We did a thorough inspection but Matty agreed with me that the killer had not even entered the rest of the house.

“Time of death?” I asked Laura.

“He’s been dead about forty hours,” she said, examining the corpse.

“Which one did he kill first?” I asked.

“If you put me on the spot I’d say he killed the man in the car first. But only by a few hours,” Laura said.

Matty began taking photographs and dusting for prints.

Laura examined the body.

McCrabban grabbed my sleeve. “Word with you outside, Sean?” he said.

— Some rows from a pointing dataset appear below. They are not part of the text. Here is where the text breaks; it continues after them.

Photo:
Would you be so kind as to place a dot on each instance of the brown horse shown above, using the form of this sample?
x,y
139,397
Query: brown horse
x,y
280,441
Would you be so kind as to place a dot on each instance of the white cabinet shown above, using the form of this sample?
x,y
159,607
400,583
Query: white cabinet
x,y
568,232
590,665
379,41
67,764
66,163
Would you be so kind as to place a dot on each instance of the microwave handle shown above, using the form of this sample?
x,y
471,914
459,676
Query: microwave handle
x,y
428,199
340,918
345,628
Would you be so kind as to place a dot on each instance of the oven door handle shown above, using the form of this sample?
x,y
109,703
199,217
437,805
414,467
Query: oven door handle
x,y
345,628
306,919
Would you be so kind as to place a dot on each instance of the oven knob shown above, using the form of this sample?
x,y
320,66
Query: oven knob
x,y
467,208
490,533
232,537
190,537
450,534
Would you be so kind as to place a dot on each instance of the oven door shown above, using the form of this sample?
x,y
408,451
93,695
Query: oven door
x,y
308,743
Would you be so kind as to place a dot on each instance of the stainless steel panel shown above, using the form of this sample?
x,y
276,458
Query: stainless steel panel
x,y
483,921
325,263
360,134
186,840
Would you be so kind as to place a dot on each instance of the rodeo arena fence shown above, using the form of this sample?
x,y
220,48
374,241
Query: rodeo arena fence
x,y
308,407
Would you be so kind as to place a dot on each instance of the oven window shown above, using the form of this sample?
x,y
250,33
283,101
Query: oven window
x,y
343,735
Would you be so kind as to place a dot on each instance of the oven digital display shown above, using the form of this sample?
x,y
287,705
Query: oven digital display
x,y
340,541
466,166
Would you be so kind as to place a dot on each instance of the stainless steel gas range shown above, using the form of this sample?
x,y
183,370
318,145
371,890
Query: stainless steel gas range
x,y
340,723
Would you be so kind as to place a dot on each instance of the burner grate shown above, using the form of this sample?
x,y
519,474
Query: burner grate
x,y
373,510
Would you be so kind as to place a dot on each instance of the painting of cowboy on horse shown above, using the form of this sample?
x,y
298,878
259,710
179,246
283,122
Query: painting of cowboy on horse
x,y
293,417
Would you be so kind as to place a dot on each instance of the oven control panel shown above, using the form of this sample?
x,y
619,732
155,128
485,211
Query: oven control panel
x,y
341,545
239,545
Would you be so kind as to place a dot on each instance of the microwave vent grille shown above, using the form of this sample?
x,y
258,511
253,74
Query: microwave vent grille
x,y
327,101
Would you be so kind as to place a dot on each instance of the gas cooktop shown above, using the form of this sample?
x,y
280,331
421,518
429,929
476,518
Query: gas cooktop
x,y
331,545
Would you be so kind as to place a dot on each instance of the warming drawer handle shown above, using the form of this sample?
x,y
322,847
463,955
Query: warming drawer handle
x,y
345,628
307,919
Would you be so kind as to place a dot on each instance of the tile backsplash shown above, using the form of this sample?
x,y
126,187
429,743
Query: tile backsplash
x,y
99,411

We stepped out into a salt wind coming off the lough.

“What is it, Crabbie?”

“I know this character, Sean. He runs the Carrick festival. He’s headteacher at the school. He met Princess Anne. Upstanding citizen and all that. But …”

“But what?

“Like I say, decent bloke and everything, but he’s a known poofter.”

“Are you sure?”

“As sure as eggs is eggs.”

I saw the implications immediately. “So what do you think we have here, Crabbie? Someone going around killing homosexuals?”

Crabbie shrugged. “I don’t know, but it’s beginning to look like it, isn’t it?”

“And there’s the bloody music connection again, isn’t there?”

Crabbie nodded and began filling his pipe.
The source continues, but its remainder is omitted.